Interview
Photo: Trevor Stuurman.

Msaki's New Album Is a Bold, Complex Conversation Between Protest & Love

Msaki didn't set out to create a double album for her sophomore release. But in manifesting the ambitious project, the South African singer shares so much more of the courageous way she sees the world.

One afternoon earlier this year, Msaki found herself in an Uber in Cape Town, with anxiety mounting in her chest. She'd just seen her friend and producer Neo Muyanga off at the airport, after a long session of working on songs for her next album — a protest album. They were taking a break after spending a week getting deeper into the string arrangements for the new songs; a week of going deeper into the emotions brought up by writing about gender-based violence and racial inequality in South Africa.

"I'd been consumed by a stream of acidic songs, spinning out of a haze of confusion and anger, processing the heartbreak of realising there had never been a rainbow," she says. "Nor was it safe to be black or poor or a woman here [in this country]."

The track "Born in a Taxi" happened to come over the radio — a track Muyanga had written with his Malawian-born Blk Sonshine bandmate, Masauko Chipembere, some 20 years ago. In that moment, Msaki heard it for what it was: "a love song, an attempt to stay supple." It was the start of her heart cracking open, the beginning of what would become the second part of her sophomore album — the love songs part.

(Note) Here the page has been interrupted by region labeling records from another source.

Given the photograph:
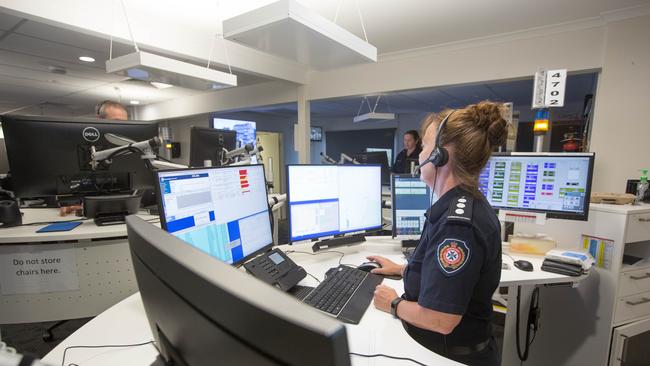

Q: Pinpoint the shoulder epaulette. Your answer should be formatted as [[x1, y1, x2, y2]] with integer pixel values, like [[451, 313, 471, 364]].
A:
[[447, 194, 474, 224]]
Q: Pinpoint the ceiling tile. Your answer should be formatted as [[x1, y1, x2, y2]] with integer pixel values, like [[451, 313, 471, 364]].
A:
[[0, 12, 24, 30]]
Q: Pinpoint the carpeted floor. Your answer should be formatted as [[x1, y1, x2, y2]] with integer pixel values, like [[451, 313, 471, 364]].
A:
[[0, 318, 92, 358], [0, 314, 503, 358]]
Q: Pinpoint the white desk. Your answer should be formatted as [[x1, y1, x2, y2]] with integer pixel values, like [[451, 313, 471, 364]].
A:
[[44, 237, 578, 366], [0, 208, 157, 324]]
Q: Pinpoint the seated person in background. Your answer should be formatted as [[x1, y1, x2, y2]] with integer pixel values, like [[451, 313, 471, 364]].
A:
[[59, 100, 129, 216], [392, 130, 422, 174], [95, 100, 129, 121], [368, 102, 507, 366]]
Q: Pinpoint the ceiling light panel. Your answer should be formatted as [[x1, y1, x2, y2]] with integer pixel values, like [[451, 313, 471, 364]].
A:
[[223, 0, 377, 70], [106, 51, 237, 90]]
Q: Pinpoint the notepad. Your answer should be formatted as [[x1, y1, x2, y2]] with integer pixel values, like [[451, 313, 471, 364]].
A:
[[36, 221, 81, 233]]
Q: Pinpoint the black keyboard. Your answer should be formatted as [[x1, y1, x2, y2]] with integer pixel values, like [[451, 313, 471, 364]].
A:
[[303, 265, 382, 324], [287, 285, 314, 301]]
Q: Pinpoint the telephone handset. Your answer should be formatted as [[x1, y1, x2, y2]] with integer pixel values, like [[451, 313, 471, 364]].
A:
[[244, 249, 307, 291]]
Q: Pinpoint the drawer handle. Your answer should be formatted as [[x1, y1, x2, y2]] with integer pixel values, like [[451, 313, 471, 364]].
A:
[[625, 297, 650, 306], [630, 272, 650, 280]]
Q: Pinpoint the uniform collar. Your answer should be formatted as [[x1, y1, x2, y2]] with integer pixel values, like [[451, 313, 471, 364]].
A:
[[427, 186, 468, 223]]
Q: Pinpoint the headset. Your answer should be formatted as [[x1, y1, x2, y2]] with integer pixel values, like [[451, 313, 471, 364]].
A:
[[416, 110, 456, 171]]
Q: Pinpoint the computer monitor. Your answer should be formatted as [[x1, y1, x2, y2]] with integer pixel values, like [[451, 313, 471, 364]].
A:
[[190, 127, 237, 167], [0, 138, 9, 174], [391, 174, 433, 239], [2, 116, 158, 198], [126, 216, 350, 366], [352, 151, 390, 186], [366, 147, 393, 167], [287, 165, 381, 242], [479, 153, 594, 220], [212, 118, 257, 147], [156, 165, 273, 264]]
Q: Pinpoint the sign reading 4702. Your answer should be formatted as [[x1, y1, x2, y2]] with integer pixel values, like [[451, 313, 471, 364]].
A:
[[532, 69, 567, 108]]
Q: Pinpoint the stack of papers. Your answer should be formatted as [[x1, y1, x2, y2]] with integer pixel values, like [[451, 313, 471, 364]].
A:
[[542, 249, 594, 277]]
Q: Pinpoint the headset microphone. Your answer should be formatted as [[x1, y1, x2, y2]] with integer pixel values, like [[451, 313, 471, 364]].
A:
[[413, 110, 456, 175]]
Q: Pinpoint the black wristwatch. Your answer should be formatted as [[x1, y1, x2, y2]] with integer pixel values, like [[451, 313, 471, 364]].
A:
[[390, 297, 404, 319]]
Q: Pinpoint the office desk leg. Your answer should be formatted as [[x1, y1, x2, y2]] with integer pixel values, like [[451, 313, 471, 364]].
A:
[[501, 285, 535, 366]]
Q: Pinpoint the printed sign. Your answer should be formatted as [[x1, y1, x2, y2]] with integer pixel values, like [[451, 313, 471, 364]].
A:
[[544, 69, 566, 107], [532, 69, 567, 109], [0, 244, 79, 295]]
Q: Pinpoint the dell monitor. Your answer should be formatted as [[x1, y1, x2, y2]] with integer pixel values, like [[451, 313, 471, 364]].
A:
[[190, 127, 237, 167], [287, 165, 381, 242], [391, 174, 433, 240], [479, 153, 594, 220], [212, 118, 257, 147], [352, 151, 390, 186], [126, 216, 350, 366], [2, 116, 158, 198], [156, 165, 273, 265]]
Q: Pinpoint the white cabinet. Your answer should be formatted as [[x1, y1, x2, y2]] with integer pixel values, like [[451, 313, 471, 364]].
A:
[[515, 204, 650, 366], [609, 318, 650, 366]]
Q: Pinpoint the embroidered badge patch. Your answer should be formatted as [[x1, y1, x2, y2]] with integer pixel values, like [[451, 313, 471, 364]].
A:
[[438, 239, 469, 275]]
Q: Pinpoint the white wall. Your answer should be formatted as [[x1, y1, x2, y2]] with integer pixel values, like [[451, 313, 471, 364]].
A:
[[139, 13, 650, 192], [591, 16, 650, 192]]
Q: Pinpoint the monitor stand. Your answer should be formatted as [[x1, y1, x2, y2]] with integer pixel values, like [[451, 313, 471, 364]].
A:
[[311, 234, 366, 253], [150, 324, 189, 366]]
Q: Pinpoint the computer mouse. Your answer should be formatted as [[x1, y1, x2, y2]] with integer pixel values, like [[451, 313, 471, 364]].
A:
[[513, 259, 533, 272], [357, 261, 381, 272]]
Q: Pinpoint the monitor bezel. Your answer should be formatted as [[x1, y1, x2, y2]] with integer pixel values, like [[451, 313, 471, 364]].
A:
[[285, 164, 383, 244], [486, 152, 596, 221], [156, 164, 275, 266]]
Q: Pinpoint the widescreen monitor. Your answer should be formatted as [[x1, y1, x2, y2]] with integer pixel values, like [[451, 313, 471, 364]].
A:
[[287, 165, 382, 242], [126, 215, 350, 366], [156, 165, 273, 264], [190, 127, 237, 167], [391, 174, 433, 239], [212, 118, 257, 147], [352, 151, 390, 186], [2, 116, 158, 198], [479, 153, 594, 220]]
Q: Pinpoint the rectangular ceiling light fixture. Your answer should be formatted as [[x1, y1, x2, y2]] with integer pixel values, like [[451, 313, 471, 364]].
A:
[[106, 51, 237, 90], [352, 112, 395, 123], [223, 0, 377, 70]]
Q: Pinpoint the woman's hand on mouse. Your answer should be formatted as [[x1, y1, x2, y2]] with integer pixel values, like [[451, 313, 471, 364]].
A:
[[366, 255, 406, 276], [373, 285, 398, 313]]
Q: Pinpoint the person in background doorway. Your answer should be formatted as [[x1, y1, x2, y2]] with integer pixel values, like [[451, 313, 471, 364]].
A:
[[392, 130, 422, 174], [95, 100, 129, 121]]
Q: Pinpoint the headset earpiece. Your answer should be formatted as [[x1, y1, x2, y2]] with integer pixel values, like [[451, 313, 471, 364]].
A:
[[422, 110, 456, 168]]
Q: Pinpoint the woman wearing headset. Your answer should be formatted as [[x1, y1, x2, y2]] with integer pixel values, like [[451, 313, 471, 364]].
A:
[[369, 102, 507, 365]]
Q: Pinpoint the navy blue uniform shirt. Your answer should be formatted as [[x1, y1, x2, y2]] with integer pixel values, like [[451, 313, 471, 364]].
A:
[[403, 187, 501, 346]]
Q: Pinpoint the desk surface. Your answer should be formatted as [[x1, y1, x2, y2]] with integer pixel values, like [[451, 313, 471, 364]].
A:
[[44, 237, 576, 366], [0, 208, 158, 244]]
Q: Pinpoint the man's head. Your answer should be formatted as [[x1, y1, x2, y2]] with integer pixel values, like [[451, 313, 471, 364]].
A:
[[96, 100, 129, 121]]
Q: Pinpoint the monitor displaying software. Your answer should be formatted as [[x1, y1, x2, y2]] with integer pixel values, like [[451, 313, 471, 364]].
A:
[[287, 165, 381, 241], [157, 165, 273, 264], [479, 153, 594, 220], [391, 174, 432, 237]]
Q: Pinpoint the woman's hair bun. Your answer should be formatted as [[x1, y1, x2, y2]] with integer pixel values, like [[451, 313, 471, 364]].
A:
[[469, 101, 508, 147]]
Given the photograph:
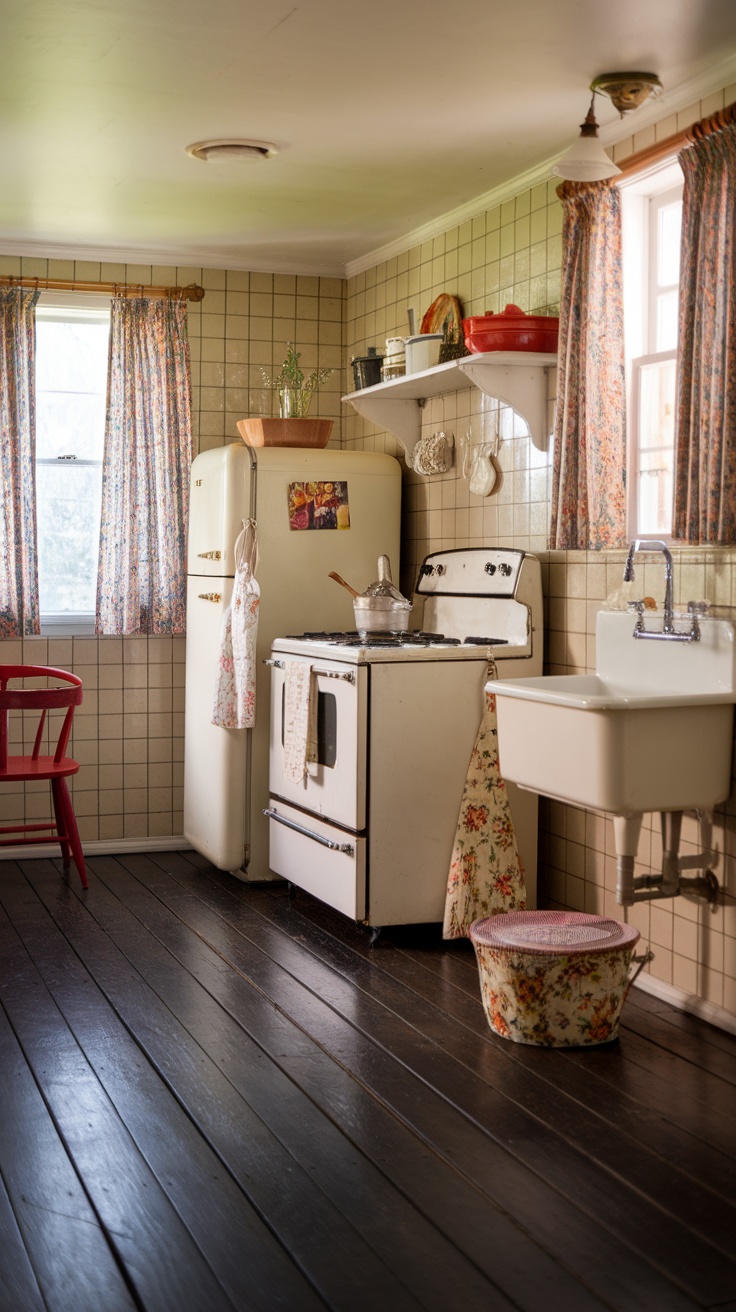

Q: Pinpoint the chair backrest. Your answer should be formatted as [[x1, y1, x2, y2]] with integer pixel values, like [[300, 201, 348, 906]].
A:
[[0, 665, 81, 771]]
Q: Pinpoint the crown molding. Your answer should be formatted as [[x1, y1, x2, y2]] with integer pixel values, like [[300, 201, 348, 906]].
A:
[[0, 241, 345, 278], [0, 56, 736, 286], [345, 55, 736, 278]]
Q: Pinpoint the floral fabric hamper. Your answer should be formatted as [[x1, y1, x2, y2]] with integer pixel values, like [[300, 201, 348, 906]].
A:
[[470, 911, 651, 1047]]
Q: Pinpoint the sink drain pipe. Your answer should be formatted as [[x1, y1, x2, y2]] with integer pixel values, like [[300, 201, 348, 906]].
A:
[[614, 811, 719, 907]]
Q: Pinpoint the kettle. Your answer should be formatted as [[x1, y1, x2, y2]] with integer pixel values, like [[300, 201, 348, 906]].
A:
[[329, 556, 412, 638]]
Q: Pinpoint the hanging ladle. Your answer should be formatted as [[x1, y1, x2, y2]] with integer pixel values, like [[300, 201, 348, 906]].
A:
[[327, 569, 361, 600]]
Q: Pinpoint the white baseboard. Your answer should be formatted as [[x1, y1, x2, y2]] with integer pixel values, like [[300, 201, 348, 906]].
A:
[[634, 971, 736, 1034]]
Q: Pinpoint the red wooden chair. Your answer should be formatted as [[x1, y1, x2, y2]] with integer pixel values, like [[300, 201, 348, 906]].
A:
[[0, 665, 88, 888]]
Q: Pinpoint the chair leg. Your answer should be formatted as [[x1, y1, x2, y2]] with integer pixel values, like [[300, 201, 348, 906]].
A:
[[51, 779, 72, 870], [51, 778, 89, 888]]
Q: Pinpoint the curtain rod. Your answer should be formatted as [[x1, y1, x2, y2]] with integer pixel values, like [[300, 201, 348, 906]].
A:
[[0, 276, 205, 300], [617, 101, 736, 182]]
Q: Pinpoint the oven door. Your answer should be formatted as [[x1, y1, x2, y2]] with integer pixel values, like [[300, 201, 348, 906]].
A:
[[269, 652, 367, 832]]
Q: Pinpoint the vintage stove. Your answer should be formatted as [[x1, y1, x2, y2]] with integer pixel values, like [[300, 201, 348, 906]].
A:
[[266, 547, 543, 929]]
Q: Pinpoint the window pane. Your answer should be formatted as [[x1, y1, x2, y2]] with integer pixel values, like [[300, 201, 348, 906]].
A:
[[35, 307, 110, 615], [35, 463, 102, 614], [35, 311, 110, 392], [639, 359, 674, 534], [657, 201, 682, 287], [656, 291, 680, 350], [35, 315, 109, 461], [35, 392, 105, 461]]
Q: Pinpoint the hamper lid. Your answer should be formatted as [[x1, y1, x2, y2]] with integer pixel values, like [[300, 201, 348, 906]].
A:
[[470, 911, 639, 955]]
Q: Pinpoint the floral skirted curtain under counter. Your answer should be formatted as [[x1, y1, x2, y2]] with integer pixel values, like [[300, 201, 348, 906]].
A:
[[0, 287, 39, 638], [96, 297, 192, 634], [673, 125, 736, 544], [550, 181, 626, 550]]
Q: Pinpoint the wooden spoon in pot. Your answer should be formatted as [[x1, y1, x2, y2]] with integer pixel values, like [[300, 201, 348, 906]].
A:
[[327, 569, 362, 598]]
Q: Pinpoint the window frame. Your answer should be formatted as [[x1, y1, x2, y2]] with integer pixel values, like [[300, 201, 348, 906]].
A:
[[619, 155, 684, 542], [35, 290, 110, 638]]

When Msaki later figured out "Born in a Taxi" on the guitar and sang it, she gave herself permission to feel more than what she'd been feeling before. "I wasn't expecting for a song that [Neo] wrote when he was 19 to be the one that opened me up to remember there is a softness in all this, we can still find some kind of gentleness," she tells OkayAfrica over Zoom from Johannesburg. "That's the main thing, fighting so that the heart doesn't become completely numb and sink to the bottom of the ocean. We still need to be able to feel, even though we're disillusioned sometimes, disappointed sometimes, and that song miraculously turned me around."